JurnalPatroliNews | Tangerang – Forum Aparatur Sipil Negara (ASN) Pegawai Pemerintah dengan Perjanjian Kerja (PPPK) Teknis Kota Tangerang berencana menggelar aksi damai di depan Gedung DPRD Kota Tangerang, Banten, pada Senin (20/7/2026). .

Aksi tersebut dilakukan untuk menyampaikan aspirasi terkait kesejahteraan pegawai PPPK teknis yang dinilai masih belum setara dengan beban tugas yang diemban.

Salah seorang perwakilan forum, Luqman Hakim, mengatakan demonstrasi akan berlangsung secara tertib dan sesuai ketentuan peraturan perundang-undangan. Menurutnya, aksi itu bertujuan mendorong Pemerintah Kota Tangerang melakukan penyesuaian kesejahteraan melalui peningkatan gaji maupun Tambahan Penghasilan Pegawai (TPP).

“Kami ingin pemerintah segera memberikan perhatian terhadap kesejahteraan ASN PPPK teknis yang hingga saat ini belum mendapatkan penyesuaian penghasilan, baik gaji pokok maupun tambahan penghasilan pegawai, sementara kebutuhan hidup terus meningkat,” ujar Luqman, Minggu (19/7/2026).

Sebelum memutuskan menggelar aksi, Forum ASN PPPK Teknis Kota Tangerang telah mengadakan konsolidasi yang dihadiri sekitar 70 perwakilan dari berbagai organisasi perangkat daerah (OPD). Pertemuan tersebut menghasilkan kesepakatan untuk menyampaikan aspirasi kepada DPRD dan Pemerintah Kota Tangerang melalui aksi damai.

Berdasarkan data yang disampaikan forum, PPPK teknis saat ini menerima gaji pokok sebesar Rp2.511.500 dan TPP sebesar Rp689.396, sehingga total penghasilan mencapai Rp3.200.896 per bulan.
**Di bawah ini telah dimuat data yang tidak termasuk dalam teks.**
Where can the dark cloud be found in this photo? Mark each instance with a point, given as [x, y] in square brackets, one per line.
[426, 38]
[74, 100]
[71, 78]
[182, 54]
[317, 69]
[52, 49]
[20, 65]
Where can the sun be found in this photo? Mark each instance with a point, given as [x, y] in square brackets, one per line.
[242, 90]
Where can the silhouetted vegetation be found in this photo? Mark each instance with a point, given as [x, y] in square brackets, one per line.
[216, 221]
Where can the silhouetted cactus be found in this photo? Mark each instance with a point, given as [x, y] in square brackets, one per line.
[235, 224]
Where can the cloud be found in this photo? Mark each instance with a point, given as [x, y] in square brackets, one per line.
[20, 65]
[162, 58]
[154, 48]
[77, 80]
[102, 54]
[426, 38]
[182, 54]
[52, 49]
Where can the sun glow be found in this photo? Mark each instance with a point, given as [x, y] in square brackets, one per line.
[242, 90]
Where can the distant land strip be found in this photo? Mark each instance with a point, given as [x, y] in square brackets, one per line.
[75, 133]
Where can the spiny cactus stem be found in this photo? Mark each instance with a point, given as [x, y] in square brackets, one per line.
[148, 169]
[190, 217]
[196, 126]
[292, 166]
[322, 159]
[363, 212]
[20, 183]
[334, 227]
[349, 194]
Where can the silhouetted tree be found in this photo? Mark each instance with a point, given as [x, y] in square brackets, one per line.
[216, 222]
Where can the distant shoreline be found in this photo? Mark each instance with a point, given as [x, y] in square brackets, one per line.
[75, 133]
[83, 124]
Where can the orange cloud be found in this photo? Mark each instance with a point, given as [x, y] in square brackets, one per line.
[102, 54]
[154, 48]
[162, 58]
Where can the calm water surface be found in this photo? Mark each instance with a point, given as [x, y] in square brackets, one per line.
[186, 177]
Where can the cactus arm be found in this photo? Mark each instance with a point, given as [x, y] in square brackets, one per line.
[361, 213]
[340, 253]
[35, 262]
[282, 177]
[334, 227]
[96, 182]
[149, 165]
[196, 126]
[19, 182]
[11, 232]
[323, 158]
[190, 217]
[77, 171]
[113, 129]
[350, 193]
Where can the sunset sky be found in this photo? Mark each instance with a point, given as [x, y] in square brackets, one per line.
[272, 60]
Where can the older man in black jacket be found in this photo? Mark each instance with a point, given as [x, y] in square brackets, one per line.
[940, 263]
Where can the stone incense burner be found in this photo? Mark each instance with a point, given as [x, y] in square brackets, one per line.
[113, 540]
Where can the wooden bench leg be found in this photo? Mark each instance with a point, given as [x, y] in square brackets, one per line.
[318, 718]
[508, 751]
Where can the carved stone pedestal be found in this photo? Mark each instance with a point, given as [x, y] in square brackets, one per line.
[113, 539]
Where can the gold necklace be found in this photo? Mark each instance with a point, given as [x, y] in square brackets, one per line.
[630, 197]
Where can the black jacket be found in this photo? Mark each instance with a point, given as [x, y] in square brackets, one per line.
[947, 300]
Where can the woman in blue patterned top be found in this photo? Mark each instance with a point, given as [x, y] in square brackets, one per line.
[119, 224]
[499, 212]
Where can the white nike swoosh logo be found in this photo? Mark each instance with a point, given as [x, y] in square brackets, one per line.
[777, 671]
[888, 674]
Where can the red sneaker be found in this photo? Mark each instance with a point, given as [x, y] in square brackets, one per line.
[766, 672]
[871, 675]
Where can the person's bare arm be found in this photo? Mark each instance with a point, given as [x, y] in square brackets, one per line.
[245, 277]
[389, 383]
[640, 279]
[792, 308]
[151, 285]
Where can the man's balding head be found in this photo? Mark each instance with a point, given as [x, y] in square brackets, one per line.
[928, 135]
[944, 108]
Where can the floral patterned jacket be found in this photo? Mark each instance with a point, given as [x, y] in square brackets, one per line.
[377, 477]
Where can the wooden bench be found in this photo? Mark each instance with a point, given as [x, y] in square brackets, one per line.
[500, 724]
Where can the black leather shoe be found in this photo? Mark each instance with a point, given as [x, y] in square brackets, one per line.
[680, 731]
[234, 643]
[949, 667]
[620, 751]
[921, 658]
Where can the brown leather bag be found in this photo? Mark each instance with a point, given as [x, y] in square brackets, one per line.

Forum menyebut jumlah tersebut masih berada di bawah Upah Minimum Kota (UMK) Kota Tangerang Tahun 2026 sebesar Rp5.399.405.

Forum juga menyampaikan bahwa sebagian tenaga teknis sebelumnya memperoleh penghasilan lebih tinggi ketika masih berstatus non-ASN. Menurut mereka, setelah diangkat menjadi PPPK, pendapatan justru mengalami penurunan sehingga berdampak terhadap kondisi ekonomi keluarga.

Selain persoalan kesejahteraan, forum turut menyoroti penempatan formasi PPPK Teknis Tahun 2024. Mereka menyebut sebagian pegawai ditempatkan pada formasi dengan jenjang pendidikan SMA atau sederajat, meskipun telah memiliki kualifikasi pendidikan sarjana (S-1) yang sebelumnya tercatat dalam basis data Badan Kepegawaian Negara (BKN).

Forum juga menilai masa pengabdian yang telah dijalani selama bertahun-tahun belum menjadi pertimbangan dalam sistem pengangkatan sebagai PPPK.

Dalam aksi yang direncanakan berlangsung di DPRD Kota Tangerang, forum akan membawa dua tuntutan utama, yakni penyetaraan Tambahan Penghasilan Pegawai (TPP) antara PPPK teknis dan PNS, serta penyesuaian jenjang jabatan sesuai kualifikasi pendidikan terakhir.

Forum mendasarkan aspirasinya pada Undang-Undang Nomor 20 Tahun 2023 tentang Aparatur Sipil Negara, yang mengatur bahwa PNS dan PPPK sama-sama berstatus sebagai ASN dengan hak dan kewajiban dalam memberikan pelayanan kepada masyarakat.

“Kami hadir bukan untuk menciptakan konflik, tetapi untuk menyampaikan aspirasi secara santun dan bermartabat. Kami percaya kesejahteraan ASN merupakan investasi bagi peningkatan kualitas pelayanan publik kepada masyarakat,” ujar perwakilan Forum ASN PPPK Teknis Kota Tangerang.

Forum berharap DPRD Kota Tangerang dapat memfasilitasi dialog dengan Pemerintah Kota Tangerang sehingga tuntutan yang disampaikan dapat dibahas secara konstruktif dan menghasilkan solusi yang memberikan kepastian bagi ASN PPPK teknis.

Hingga berita ini diterbitkan, Pemerintah Kota Tangerang maupun DPRD Kota Tangerang belum menyampaikan tanggapan resmi terkait rencana aksi maupun tuntutan yang diajukan Forum ASN PPPK Teknis.